Die durch die Blockadepolitik von Einzelpersonen, Firmen und Banken erzwungenen Strafgelder in Bezug auf Kuba, welche in einem halben Jahr die Milliardengrenze bereits überschreiten, sind nicht nur Instrument politischer Einhegung, sondern auch zu einer Einnahmequelle für die USA geworden – und Kuba ist ja nicht das einzige Land, das wirtschaftlich stranguliert wird. Das moderne Raubrittertum verselbständigt sich. Der über sechs Jahrzehnte aufgebürstete Gesetzesfilz könnte nur durch einen breiten gesellschaftlichen Konsens in den USA beendet werden. Da ein solcher nicht in Sicht ist, ist mit einem baldigen Ende dieses Wirtschaftskrieges nicht zu rechnen.

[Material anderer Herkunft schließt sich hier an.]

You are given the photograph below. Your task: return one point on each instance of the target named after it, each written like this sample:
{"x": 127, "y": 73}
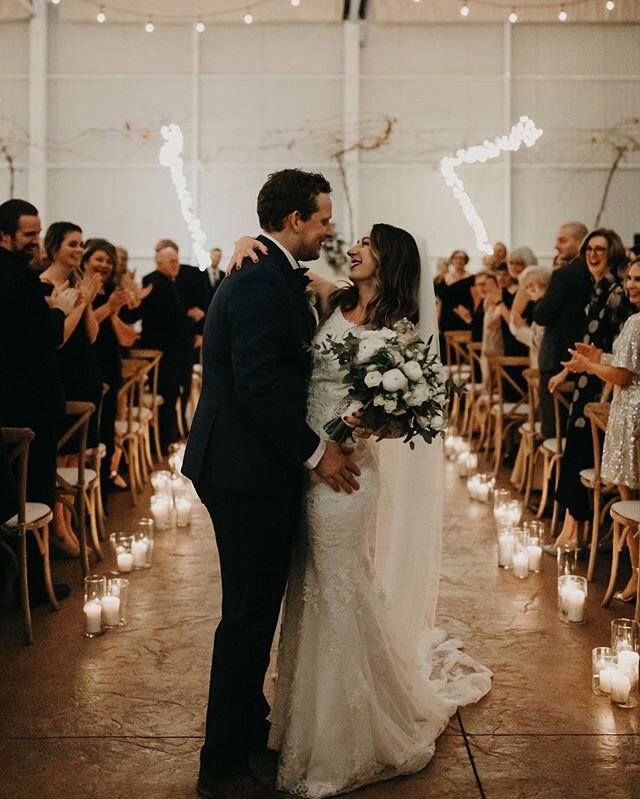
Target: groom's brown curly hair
{"x": 398, "y": 277}
{"x": 287, "y": 191}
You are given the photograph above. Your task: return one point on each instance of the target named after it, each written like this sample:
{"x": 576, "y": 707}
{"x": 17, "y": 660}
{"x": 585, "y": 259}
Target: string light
{"x": 170, "y": 156}
{"x": 524, "y": 132}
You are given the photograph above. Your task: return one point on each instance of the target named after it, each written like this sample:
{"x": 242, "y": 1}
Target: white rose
{"x": 393, "y": 380}
{"x": 413, "y": 370}
{"x": 367, "y": 348}
{"x": 372, "y": 379}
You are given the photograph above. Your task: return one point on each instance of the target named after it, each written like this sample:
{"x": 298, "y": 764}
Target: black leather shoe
{"x": 241, "y": 786}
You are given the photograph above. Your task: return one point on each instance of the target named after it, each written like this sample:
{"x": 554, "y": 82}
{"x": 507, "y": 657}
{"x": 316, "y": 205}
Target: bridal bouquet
{"x": 394, "y": 379}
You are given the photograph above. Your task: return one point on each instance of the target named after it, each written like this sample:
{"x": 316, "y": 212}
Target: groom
{"x": 248, "y": 444}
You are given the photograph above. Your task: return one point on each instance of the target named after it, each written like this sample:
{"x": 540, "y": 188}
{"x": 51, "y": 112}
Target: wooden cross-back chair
{"x": 32, "y": 518}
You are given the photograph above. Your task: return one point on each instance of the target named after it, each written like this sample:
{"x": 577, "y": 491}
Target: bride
{"x": 365, "y": 684}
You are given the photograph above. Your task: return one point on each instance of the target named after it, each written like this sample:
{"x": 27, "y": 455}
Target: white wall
{"x": 264, "y": 97}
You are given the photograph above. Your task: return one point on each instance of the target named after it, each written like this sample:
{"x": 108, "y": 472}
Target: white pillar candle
{"x": 505, "y": 549}
{"x": 139, "y": 552}
{"x": 620, "y": 687}
{"x": 534, "y": 553}
{"x": 520, "y": 564}
{"x": 573, "y": 604}
{"x": 628, "y": 662}
{"x": 125, "y": 561}
{"x": 606, "y": 677}
{"x": 111, "y": 610}
{"x": 161, "y": 511}
{"x": 183, "y": 512}
{"x": 93, "y": 616}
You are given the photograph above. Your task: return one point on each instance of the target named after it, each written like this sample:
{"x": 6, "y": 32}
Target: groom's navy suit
{"x": 245, "y": 456}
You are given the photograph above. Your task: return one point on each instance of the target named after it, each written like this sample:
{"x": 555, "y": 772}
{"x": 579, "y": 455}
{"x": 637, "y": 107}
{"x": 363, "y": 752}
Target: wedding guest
{"x": 561, "y": 313}
{"x": 167, "y": 326}
{"x": 31, "y": 328}
{"x": 100, "y": 258}
{"x": 605, "y": 312}
{"x": 621, "y": 368}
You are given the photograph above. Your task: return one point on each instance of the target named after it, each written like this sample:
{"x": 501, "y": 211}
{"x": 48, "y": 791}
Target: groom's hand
{"x": 338, "y": 470}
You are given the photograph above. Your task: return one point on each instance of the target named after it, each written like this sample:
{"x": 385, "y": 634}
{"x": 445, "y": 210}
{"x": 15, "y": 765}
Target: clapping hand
{"x": 246, "y": 247}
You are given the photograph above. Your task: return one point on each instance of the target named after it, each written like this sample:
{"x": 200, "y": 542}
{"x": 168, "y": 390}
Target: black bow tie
{"x": 301, "y": 275}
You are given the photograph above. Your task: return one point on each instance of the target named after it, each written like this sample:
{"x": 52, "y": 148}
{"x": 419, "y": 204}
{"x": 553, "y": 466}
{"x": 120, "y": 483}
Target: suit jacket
{"x": 249, "y": 432}
{"x": 561, "y": 312}
{"x": 30, "y": 332}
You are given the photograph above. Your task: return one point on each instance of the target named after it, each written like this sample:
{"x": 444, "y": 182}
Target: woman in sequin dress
{"x": 606, "y": 312}
{"x": 622, "y": 368}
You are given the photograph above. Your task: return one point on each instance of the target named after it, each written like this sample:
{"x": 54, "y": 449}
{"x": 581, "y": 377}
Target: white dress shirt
{"x": 316, "y": 457}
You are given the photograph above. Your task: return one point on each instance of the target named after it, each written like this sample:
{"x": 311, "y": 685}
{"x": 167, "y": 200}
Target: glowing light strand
{"x": 524, "y": 132}
{"x": 170, "y": 156}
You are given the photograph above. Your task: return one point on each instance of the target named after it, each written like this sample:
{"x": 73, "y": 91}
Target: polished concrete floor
{"x": 121, "y": 716}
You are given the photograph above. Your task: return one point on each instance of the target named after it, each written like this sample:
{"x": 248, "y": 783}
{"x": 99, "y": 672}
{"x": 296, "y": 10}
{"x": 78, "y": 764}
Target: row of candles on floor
{"x": 615, "y": 668}
{"x": 105, "y": 598}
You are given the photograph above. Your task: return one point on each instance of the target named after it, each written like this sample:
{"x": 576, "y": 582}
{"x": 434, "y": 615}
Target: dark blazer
{"x": 249, "y": 432}
{"x": 562, "y": 313}
{"x": 30, "y": 332}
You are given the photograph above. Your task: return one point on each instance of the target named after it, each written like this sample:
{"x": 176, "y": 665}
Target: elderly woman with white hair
{"x": 533, "y": 281}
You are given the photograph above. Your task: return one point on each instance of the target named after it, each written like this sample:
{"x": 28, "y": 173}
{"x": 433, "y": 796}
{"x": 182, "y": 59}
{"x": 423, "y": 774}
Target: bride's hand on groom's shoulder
{"x": 338, "y": 470}
{"x": 246, "y": 247}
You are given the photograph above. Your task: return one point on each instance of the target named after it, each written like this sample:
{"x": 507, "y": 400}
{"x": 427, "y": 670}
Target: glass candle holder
{"x": 506, "y": 542}
{"x": 115, "y": 602}
{"x": 144, "y": 535}
{"x": 534, "y": 553}
{"x": 161, "y": 482}
{"x": 161, "y": 506}
{"x": 121, "y": 544}
{"x": 624, "y": 635}
{"x": 94, "y": 591}
{"x": 567, "y": 560}
{"x": 603, "y": 659}
{"x": 572, "y": 595}
{"x": 520, "y": 558}
{"x": 183, "y": 511}
{"x": 622, "y": 693}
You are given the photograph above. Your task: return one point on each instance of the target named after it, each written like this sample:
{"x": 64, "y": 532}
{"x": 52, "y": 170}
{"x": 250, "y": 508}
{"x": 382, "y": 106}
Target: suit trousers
{"x": 254, "y": 536}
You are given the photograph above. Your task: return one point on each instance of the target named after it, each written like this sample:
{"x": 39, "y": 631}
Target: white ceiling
{"x": 323, "y": 11}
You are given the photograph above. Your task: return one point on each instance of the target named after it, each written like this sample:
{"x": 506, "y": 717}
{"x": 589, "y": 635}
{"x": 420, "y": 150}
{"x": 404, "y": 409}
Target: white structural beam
{"x": 37, "y": 182}
{"x": 351, "y": 128}
{"x": 507, "y": 123}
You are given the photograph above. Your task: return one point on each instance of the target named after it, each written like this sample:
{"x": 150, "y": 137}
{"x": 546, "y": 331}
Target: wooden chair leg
{"x": 46, "y": 567}
{"x": 595, "y": 535}
{"x": 618, "y": 543}
{"x": 24, "y": 591}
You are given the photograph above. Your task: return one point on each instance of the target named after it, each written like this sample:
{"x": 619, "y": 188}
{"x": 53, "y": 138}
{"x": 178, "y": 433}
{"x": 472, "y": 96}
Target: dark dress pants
{"x": 254, "y": 536}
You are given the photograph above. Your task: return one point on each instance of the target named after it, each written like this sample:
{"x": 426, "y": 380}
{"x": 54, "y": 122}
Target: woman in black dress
{"x": 77, "y": 361}
{"x": 606, "y": 311}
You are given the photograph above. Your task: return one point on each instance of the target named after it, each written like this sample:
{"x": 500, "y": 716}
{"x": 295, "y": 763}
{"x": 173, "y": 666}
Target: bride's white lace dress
{"x": 350, "y": 708}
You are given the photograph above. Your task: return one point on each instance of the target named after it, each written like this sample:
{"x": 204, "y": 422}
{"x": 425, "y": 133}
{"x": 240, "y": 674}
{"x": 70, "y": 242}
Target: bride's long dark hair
{"x": 398, "y": 276}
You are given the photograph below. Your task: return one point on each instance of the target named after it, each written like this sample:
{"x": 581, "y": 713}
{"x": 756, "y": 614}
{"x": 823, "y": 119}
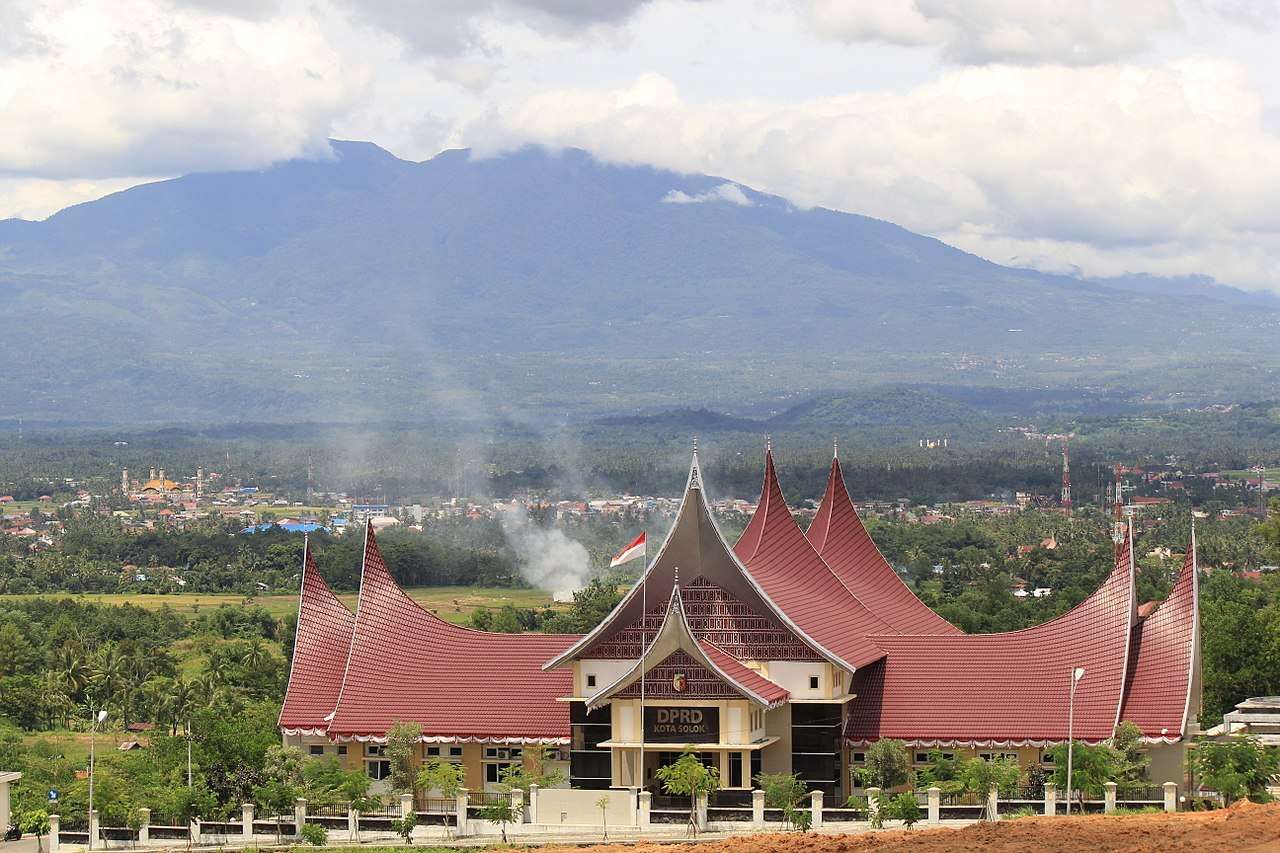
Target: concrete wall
{"x": 580, "y": 807}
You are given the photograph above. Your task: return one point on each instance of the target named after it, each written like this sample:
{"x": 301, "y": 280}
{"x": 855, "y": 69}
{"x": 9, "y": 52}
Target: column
{"x": 461, "y": 807}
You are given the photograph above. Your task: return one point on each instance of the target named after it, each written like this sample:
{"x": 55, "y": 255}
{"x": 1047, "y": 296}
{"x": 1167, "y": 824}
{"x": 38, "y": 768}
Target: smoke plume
{"x": 547, "y": 557}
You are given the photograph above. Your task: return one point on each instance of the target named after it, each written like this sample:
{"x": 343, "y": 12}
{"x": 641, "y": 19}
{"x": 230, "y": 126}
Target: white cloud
{"x": 1161, "y": 167}
{"x": 727, "y": 191}
{"x": 137, "y": 87}
{"x": 1074, "y": 32}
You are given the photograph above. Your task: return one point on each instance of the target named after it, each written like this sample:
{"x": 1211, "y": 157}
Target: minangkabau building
{"x": 787, "y": 652}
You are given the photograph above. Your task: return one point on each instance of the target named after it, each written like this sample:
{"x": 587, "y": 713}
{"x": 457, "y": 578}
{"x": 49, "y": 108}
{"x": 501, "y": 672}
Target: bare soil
{"x": 1244, "y": 828}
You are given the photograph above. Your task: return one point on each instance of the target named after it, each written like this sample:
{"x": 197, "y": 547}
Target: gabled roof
{"x": 1164, "y": 664}
{"x": 841, "y": 539}
{"x": 775, "y": 551}
{"x": 320, "y": 643}
{"x": 676, "y": 635}
{"x": 1006, "y": 688}
{"x": 695, "y": 546}
{"x": 408, "y": 665}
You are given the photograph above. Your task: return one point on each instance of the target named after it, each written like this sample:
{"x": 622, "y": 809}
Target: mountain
{"x": 365, "y": 286}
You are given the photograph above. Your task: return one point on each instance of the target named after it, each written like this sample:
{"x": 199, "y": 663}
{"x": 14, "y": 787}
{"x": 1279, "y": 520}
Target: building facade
{"x": 790, "y": 651}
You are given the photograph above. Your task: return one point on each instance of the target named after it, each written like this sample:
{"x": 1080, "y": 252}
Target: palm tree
{"x": 255, "y": 656}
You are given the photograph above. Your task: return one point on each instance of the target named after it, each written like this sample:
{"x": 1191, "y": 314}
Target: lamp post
{"x": 92, "y": 753}
{"x": 1077, "y": 674}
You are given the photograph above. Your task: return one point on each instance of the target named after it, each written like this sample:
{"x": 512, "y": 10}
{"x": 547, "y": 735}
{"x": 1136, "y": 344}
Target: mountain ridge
{"x": 548, "y": 281}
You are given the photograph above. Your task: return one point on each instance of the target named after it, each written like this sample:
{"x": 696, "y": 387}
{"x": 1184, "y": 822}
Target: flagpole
{"x": 644, "y": 633}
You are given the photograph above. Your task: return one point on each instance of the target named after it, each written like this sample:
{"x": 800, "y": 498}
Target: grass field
{"x": 453, "y": 603}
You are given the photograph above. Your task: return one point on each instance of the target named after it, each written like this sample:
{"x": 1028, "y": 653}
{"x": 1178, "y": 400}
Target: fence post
{"x": 461, "y": 806}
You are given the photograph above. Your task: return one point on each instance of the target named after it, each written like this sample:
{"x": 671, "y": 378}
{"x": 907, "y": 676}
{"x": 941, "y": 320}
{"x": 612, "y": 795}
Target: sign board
{"x": 681, "y": 725}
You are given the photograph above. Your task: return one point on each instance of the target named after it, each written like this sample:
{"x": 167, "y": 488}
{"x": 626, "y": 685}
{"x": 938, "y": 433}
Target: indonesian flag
{"x": 634, "y": 550}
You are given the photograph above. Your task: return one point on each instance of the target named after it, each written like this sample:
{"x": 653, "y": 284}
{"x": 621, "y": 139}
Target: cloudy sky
{"x": 1097, "y": 136}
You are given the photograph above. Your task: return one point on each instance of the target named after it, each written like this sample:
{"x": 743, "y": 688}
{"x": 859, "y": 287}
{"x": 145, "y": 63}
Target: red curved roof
{"x": 1004, "y": 688}
{"x": 410, "y": 665}
{"x": 839, "y": 536}
{"x": 1162, "y": 661}
{"x": 321, "y": 639}
{"x": 776, "y": 553}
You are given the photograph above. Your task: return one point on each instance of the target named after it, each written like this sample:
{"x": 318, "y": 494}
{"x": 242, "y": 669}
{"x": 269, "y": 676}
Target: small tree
{"x": 36, "y": 821}
{"x": 502, "y": 811}
{"x": 785, "y": 792}
{"x": 1235, "y": 767}
{"x": 886, "y": 766}
{"x": 690, "y": 778}
{"x": 603, "y": 804}
{"x": 979, "y": 776}
{"x": 904, "y": 807}
{"x": 405, "y": 826}
{"x": 443, "y": 776}
{"x": 402, "y": 740}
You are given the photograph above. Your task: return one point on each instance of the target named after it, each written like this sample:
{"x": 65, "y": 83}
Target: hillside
{"x": 366, "y": 286}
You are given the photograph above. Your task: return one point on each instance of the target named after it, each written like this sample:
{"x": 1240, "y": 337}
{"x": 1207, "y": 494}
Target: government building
{"x": 790, "y": 651}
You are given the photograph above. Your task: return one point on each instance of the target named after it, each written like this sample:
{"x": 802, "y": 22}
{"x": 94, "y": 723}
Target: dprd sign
{"x": 681, "y": 725}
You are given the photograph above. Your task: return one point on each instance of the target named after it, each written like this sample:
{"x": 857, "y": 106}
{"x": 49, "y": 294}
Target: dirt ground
{"x": 1246, "y": 828}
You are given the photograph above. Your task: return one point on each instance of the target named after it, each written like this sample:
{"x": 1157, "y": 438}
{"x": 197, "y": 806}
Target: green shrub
{"x": 314, "y": 834}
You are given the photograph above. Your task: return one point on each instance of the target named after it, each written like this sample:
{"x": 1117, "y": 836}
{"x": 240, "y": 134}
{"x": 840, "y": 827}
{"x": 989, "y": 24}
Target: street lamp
{"x": 92, "y": 752}
{"x": 1077, "y": 674}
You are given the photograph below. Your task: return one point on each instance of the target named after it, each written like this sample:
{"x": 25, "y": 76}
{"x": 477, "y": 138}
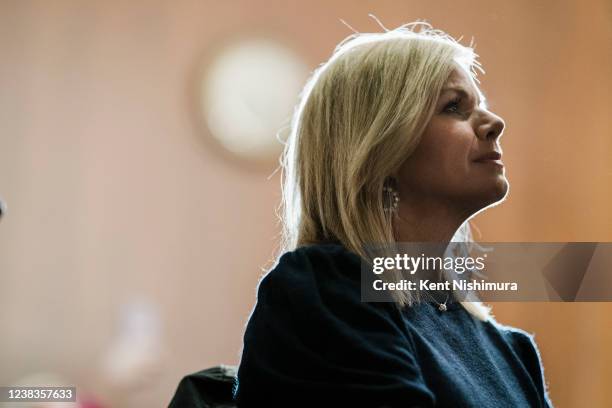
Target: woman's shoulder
{"x": 524, "y": 345}
{"x": 321, "y": 268}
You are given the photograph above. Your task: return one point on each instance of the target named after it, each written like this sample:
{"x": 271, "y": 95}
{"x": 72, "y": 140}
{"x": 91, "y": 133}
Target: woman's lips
{"x": 492, "y": 158}
{"x": 492, "y": 162}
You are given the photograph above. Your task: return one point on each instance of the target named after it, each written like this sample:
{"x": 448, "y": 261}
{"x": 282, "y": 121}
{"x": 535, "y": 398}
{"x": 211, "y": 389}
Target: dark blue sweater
{"x": 310, "y": 341}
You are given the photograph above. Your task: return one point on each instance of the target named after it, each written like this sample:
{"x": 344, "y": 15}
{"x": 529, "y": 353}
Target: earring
{"x": 391, "y": 203}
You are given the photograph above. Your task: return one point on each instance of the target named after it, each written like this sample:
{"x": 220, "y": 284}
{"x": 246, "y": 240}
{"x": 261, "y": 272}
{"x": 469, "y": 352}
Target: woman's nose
{"x": 492, "y": 126}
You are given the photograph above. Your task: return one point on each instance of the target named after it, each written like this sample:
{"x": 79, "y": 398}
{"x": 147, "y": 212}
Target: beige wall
{"x": 114, "y": 192}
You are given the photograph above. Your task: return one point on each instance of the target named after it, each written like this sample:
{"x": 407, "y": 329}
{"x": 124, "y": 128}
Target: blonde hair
{"x": 360, "y": 115}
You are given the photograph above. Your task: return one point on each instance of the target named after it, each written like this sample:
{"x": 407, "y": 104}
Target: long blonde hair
{"x": 360, "y": 115}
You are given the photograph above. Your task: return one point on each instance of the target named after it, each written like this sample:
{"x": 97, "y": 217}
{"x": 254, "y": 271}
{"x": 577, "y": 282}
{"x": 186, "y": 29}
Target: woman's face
{"x": 455, "y": 162}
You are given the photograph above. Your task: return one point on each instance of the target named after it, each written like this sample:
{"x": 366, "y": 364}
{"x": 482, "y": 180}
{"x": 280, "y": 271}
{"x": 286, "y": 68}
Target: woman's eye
{"x": 452, "y": 106}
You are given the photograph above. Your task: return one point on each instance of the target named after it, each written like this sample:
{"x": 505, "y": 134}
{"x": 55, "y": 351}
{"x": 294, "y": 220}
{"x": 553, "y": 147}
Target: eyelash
{"x": 453, "y": 103}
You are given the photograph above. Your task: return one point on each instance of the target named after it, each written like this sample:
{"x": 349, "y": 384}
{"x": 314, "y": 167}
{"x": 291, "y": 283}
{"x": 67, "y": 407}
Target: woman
{"x": 392, "y": 142}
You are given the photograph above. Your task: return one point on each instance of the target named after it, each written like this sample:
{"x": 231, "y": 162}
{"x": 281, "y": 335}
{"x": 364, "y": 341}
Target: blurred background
{"x": 138, "y": 154}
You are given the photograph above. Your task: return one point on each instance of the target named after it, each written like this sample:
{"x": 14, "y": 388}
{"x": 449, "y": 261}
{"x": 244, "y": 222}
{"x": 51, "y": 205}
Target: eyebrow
{"x": 464, "y": 94}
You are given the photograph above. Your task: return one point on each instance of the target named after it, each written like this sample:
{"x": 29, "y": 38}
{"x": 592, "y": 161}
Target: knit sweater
{"x": 311, "y": 341}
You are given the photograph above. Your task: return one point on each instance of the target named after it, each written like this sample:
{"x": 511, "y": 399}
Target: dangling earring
{"x": 391, "y": 199}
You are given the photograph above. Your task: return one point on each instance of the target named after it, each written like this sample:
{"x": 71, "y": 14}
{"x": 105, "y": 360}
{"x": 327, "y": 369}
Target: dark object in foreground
{"x": 210, "y": 388}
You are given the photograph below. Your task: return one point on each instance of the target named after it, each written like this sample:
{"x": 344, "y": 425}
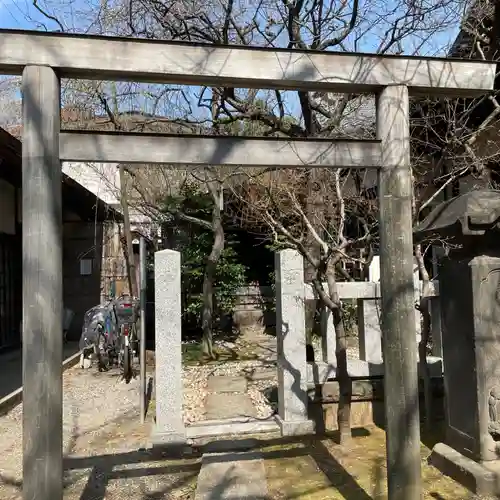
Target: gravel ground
{"x": 102, "y": 439}
{"x": 262, "y": 393}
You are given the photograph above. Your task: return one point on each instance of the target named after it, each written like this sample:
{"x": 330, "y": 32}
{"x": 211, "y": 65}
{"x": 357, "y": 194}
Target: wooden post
{"x": 42, "y": 286}
{"x": 398, "y": 309}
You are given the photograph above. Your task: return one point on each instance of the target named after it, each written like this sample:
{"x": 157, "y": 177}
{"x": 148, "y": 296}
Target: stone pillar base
{"x": 295, "y": 427}
{"x": 481, "y": 479}
{"x": 175, "y": 441}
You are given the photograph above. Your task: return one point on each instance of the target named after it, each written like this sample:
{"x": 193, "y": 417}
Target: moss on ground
{"x": 321, "y": 469}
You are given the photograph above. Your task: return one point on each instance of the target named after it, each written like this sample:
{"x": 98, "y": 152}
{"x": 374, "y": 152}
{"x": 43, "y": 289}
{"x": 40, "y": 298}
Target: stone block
{"x": 229, "y": 405}
{"x": 296, "y": 428}
{"x": 168, "y": 360}
{"x": 470, "y": 313}
{"x": 369, "y": 331}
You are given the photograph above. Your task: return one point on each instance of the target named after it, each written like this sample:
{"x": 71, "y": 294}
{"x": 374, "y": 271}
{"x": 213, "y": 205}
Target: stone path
{"x": 228, "y": 398}
{"x": 103, "y": 445}
{"x": 232, "y": 476}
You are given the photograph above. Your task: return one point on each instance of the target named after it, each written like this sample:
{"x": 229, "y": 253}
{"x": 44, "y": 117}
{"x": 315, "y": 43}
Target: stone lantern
{"x": 469, "y": 295}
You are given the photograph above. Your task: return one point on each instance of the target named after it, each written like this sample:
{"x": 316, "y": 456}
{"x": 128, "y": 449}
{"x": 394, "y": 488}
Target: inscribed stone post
{"x": 369, "y": 331}
{"x": 168, "y": 372}
{"x": 328, "y": 343}
{"x": 291, "y": 333}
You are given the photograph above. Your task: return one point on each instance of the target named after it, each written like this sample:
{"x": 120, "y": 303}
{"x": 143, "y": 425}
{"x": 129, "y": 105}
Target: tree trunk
{"x": 345, "y": 386}
{"x": 208, "y": 280}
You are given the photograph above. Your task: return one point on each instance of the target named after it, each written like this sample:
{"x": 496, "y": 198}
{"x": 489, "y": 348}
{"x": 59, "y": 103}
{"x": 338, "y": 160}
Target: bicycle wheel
{"x": 127, "y": 363}
{"x": 101, "y": 352}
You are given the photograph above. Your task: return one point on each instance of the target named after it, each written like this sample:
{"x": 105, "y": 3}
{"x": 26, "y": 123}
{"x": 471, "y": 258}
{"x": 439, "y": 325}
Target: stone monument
{"x": 469, "y": 291}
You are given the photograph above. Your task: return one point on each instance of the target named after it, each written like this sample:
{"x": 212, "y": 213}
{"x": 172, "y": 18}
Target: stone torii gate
{"x": 43, "y": 58}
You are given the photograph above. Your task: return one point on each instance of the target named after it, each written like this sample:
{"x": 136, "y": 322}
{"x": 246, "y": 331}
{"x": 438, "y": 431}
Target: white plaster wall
{"x": 7, "y": 208}
{"x": 102, "y": 179}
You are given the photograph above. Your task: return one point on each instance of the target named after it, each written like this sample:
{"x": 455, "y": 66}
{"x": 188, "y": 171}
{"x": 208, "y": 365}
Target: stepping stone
{"x": 232, "y": 476}
{"x": 223, "y": 384}
{"x": 262, "y": 374}
{"x": 221, "y": 406}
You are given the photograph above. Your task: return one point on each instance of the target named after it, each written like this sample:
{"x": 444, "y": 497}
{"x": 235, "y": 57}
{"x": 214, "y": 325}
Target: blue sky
{"x": 21, "y": 14}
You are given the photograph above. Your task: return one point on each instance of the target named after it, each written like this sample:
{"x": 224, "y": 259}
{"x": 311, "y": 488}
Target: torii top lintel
{"x": 157, "y": 61}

Die Blockade bleibt ein Stück weit unsichtbar, weil sozialistische Verteilungspolitik und der Selbstbehauptungswille der Menschen in Kuba ihre Auswirkungen teilweise ausbremsen. Doch sie bleibt ein Verbrechen, mit dessen Existenz wir uns niemals abfinden dürfen und das es auf allen Ebenen sichtbar zu machen und zu bekämpfen gilt. Dabei wissen wir die große Mehrheit der Menschheit auf unserer Seite: Die jährliche Abstimmung in der UN über die Forderung ihrer Beendigung zeigt dies eindrucksvoll. Länder wie z. B. China, Russland, Indien, Vietnam, Südafrika oder Venezuela nehmen ungern Befehle aus den USA entgegen, treiben weiter Handel und sind solidarisch mit Kuba. Erst kürzlich spendete Russland fast 20.000 Tonnen Weizen im Wert von über sechs Millionen Dollar. Die kubanische Regierung wies trotz der gegenwärtigen Knappheit sofort an, dass sie nicht in den allgemeinen Handel kommen, sondern an spezielle Schulen, Krankenhäuser und an Einrichtungen gehen, die wichtige soziale Dienste leisten. Dies genau ist die Haltung, welche die Blockade ins Leere laufen lässt. Leisten wir durch unsere Solidarität einen Beitrag!